Fluoride Supply Status
Is Longmont currently supplying fluoride to its drinking water?
Since the 1950s, fluoride has been regularly added to drinking water supplies in the U.S. to prevent tooth decay and reduce the risk of oral disease. Over 74% of the U.S. population on community water systems receives fluoridated drinking water, according to the Centers for Disease Control (CDC). Longmont has been fluoridating its water supply since 1958.
The U.S. Public Health Service currently recommends a fluoride level of 0.7 mg/L in drinking water.
Longmont’s water has a naturally occurring level of about 0.2 mg/L, so a small amount of sodium silicofluoride (SSF) must be added to the water supply to reach the recommend dosage level.
The production and supply chain for sodium silicofluoride (SSF) has changed in recent years leading to delayed delivery cycles and periodic shortages. These recent market changes may occasionally disrupt Longmont’s ability to continuously add SSF to the water supply.

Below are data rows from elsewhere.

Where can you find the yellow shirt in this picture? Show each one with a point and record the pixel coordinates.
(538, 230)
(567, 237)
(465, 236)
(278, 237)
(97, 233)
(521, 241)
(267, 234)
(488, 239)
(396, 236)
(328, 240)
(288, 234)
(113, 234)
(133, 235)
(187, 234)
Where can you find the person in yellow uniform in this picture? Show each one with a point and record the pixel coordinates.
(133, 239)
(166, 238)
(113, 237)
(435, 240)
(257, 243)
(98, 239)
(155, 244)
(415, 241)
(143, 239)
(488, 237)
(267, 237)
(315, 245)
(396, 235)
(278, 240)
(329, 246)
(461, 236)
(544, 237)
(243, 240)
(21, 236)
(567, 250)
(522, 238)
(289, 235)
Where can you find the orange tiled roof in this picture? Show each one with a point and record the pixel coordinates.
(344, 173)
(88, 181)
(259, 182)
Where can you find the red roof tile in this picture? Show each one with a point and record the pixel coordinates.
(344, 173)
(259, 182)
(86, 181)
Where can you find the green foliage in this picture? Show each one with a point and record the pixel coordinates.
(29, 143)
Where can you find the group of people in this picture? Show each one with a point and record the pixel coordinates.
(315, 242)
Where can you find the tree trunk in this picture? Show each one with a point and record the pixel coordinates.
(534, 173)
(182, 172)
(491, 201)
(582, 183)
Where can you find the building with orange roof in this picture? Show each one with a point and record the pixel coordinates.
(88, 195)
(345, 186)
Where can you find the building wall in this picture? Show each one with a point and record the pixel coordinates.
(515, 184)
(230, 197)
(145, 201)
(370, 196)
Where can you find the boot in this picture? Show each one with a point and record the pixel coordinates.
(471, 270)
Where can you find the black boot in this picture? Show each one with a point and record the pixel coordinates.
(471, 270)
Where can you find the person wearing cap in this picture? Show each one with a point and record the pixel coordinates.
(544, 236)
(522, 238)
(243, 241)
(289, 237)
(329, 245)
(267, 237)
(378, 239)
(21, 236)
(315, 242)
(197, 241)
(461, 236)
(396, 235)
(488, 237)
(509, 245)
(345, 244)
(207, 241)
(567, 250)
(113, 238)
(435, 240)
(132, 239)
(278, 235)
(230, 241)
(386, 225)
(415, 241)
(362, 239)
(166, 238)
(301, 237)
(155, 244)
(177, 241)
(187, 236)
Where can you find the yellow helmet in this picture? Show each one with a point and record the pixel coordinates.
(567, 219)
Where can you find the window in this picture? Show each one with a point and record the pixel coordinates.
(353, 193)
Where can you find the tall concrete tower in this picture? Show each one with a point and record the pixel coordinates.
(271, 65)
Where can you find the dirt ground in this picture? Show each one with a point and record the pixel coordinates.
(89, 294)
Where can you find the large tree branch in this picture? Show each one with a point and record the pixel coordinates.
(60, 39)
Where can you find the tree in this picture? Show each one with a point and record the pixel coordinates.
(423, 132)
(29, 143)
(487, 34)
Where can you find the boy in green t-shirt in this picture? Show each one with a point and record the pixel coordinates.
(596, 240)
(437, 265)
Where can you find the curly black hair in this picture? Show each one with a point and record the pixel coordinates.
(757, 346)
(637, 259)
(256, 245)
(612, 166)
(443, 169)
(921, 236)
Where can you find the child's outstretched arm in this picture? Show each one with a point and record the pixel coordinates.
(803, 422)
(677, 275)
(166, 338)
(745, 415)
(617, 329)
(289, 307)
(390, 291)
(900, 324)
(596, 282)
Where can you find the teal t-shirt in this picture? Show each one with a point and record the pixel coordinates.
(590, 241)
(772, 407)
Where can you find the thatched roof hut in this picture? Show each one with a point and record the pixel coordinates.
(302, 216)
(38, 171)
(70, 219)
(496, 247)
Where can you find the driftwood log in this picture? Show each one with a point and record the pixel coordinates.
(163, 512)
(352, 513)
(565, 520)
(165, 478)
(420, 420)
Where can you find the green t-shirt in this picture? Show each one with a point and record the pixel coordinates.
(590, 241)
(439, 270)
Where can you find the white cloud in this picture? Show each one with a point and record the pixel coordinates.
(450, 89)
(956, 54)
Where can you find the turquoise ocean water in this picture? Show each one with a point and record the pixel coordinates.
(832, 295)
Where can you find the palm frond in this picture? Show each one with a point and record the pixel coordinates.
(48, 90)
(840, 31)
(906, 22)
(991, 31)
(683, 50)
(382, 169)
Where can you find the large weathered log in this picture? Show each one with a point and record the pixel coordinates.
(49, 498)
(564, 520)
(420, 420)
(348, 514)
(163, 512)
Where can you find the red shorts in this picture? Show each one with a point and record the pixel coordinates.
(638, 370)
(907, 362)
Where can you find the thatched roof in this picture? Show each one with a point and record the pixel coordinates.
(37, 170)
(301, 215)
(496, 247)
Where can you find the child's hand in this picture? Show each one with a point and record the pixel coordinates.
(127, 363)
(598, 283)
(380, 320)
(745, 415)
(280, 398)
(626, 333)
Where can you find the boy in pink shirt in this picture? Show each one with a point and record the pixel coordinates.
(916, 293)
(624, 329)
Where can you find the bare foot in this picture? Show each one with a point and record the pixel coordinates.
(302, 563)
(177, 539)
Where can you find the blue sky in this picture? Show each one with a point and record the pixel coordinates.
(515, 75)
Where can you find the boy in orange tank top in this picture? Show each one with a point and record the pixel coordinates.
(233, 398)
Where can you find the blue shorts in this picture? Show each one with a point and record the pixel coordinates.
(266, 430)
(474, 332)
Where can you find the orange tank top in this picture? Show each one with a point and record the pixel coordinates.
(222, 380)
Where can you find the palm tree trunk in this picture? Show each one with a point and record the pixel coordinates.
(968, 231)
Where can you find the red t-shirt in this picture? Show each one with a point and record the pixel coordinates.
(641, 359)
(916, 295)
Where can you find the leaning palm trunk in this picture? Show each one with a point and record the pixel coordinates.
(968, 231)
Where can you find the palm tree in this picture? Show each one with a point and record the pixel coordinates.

The benefits of fluoridated water come from drinking water over long periods of time. Short-term interruptions (a few days or weeks) will have minimal to no impact on the oral health benefits of Longmont’s water.
Longmont does not have any plans to permanently discontinue fluoridation of its drinking water. Fluoridation will only be discontinued when there are short-term supply disruptions. Longmont City Council has requested that staff use the City’s website to inform residents of the status of Longmont’s fluoridation practice.